Sir Geoffrey Chandler (2005), mantan direktur Shell International menulis dalam The Economist (February 5, 2005)Â bahwa terjadi ketidak percayaan publik yang berlanjut apabila perusahaan-perusahaan yang muncul dari persepsi bahwa keuntungan mendahului prinsip, bukannya berdasarkan prinsip. Prinsip-prinsip bila diinternalisasi dapat menyumbang bagi keberlangsungan jangka panjang sistem kapitalisasi.
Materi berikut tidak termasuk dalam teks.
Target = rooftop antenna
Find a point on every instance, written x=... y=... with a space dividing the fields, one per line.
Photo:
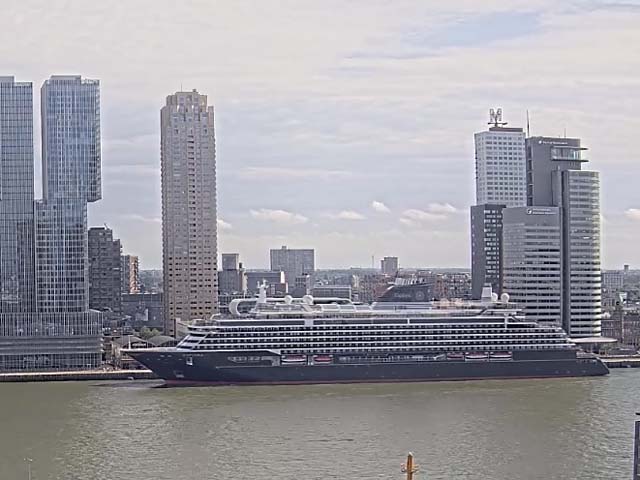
x=495 y=117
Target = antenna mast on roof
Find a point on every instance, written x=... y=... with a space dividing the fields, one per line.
x=495 y=117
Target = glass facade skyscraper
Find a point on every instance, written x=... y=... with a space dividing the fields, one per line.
x=45 y=321
x=70 y=109
x=17 y=275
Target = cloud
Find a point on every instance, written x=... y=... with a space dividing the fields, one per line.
x=380 y=207
x=413 y=217
x=135 y=217
x=435 y=212
x=444 y=208
x=278 y=216
x=346 y=215
x=285 y=173
x=633 y=213
x=222 y=225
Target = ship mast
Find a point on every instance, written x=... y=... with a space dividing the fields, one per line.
x=410 y=468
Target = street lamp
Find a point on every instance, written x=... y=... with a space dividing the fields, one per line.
x=29 y=461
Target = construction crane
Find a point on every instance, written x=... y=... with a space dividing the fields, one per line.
x=410 y=468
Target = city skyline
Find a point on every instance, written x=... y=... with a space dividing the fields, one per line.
x=377 y=121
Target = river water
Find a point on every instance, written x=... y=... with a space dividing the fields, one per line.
x=515 y=429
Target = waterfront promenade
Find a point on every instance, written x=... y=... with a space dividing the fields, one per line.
x=77 y=375
x=143 y=374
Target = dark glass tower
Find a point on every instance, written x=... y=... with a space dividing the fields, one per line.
x=17 y=273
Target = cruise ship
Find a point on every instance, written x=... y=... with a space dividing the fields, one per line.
x=306 y=341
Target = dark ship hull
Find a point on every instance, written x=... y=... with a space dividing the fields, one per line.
x=178 y=367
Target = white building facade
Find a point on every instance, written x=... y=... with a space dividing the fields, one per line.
x=501 y=167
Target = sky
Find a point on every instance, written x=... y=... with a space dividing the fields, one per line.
x=345 y=126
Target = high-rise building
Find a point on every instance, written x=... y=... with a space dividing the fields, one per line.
x=105 y=271
x=70 y=109
x=130 y=266
x=532 y=261
x=555 y=179
x=17 y=270
x=294 y=262
x=389 y=265
x=232 y=279
x=189 y=231
x=500 y=182
x=52 y=328
x=500 y=164
x=274 y=280
x=486 y=248
x=230 y=261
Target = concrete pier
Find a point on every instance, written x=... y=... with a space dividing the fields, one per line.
x=79 y=375
x=622 y=362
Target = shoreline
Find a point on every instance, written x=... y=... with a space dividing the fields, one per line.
x=143 y=374
x=79 y=375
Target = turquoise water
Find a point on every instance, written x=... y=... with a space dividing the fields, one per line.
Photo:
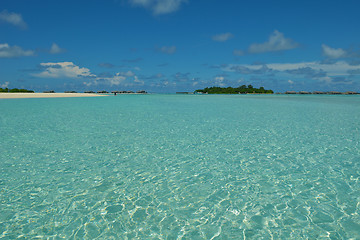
x=180 y=167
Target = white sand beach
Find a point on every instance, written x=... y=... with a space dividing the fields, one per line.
x=47 y=95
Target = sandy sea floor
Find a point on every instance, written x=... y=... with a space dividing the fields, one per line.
x=46 y=95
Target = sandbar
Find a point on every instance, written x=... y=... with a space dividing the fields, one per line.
x=47 y=95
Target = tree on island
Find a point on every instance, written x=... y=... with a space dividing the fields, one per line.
x=230 y=90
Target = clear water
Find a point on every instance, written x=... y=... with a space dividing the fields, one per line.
x=180 y=167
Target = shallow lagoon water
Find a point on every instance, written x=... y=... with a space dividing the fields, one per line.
x=180 y=167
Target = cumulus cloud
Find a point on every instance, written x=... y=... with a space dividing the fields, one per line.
x=5 y=85
x=333 y=52
x=159 y=7
x=237 y=52
x=276 y=42
x=311 y=70
x=167 y=50
x=222 y=37
x=106 y=65
x=7 y=51
x=12 y=18
x=55 y=49
x=308 y=72
x=70 y=70
x=251 y=70
x=63 y=69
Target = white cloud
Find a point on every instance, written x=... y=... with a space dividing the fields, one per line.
x=315 y=70
x=7 y=51
x=167 y=50
x=333 y=52
x=63 y=69
x=56 y=49
x=159 y=7
x=237 y=52
x=222 y=37
x=12 y=18
x=5 y=85
x=276 y=42
x=70 y=70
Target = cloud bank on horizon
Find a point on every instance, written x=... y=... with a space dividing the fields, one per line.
x=173 y=48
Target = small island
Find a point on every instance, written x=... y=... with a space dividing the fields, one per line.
x=230 y=90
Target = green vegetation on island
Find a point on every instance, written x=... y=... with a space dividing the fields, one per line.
x=15 y=90
x=230 y=90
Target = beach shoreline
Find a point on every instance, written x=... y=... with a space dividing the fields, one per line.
x=47 y=95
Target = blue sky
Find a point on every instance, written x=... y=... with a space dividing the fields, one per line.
x=179 y=45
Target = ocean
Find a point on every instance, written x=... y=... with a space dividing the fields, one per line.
x=180 y=167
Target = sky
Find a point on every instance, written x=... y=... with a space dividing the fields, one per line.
x=166 y=46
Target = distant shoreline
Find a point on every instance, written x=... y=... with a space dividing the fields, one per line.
x=47 y=95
Kapitalisme, menurut Chandler, yang sejauh ini dikenal dunia sebagai mekanisme paling efektif untuk menghasilkan barang-barang dan jasa serta penciptaan kekayaan, berada dalam ancaman bukan dari luar, tetapi dari dirinya sendiri juga karena kurangnya keteguhan prinsip-prinsip yang mendasarinya.
Lunturnya kehebatan faham kapitalisme, terbukti tiga belas tahun kemudian dari pernyataan Chandler, dengan maraknya kemajuan industri dan perdaganan Tiongkok; yang sejak diangkatnya Donald Trump menjadi Presiden Amerika menjadi "momok" Â baginya.
Sementara orang bekerja dalam organisasi untuk memuaskan kebutuhan individual mereka. Tempat kerja selalu menarik orang untuk memenuhi kehidupan privatnya dan menghubungkan mereka dengan dunia ekonomi tetapi juga dunia sosial yang lebih luas.
Keterhubungan bukan hanya menjadi sarana untuk tujuan sekedar menerima penghasilan tetapi merupakan tujuan penting dari hidup masing-masing orang sendiri. Sebab pada dasarnya manusia itu egois dan umumnya salah satu sisi manusia itu mendambakan untuk menjadi bagian dari masyarakat yang lebih luas.
![Ilustrasi: kopywritingkourse.com](https://assets.kompasiana.com/items/album/2019/02/02/abraham-maslow-pyramid-5c55c5326ddcae32560a64a6.png?t=o&v=770)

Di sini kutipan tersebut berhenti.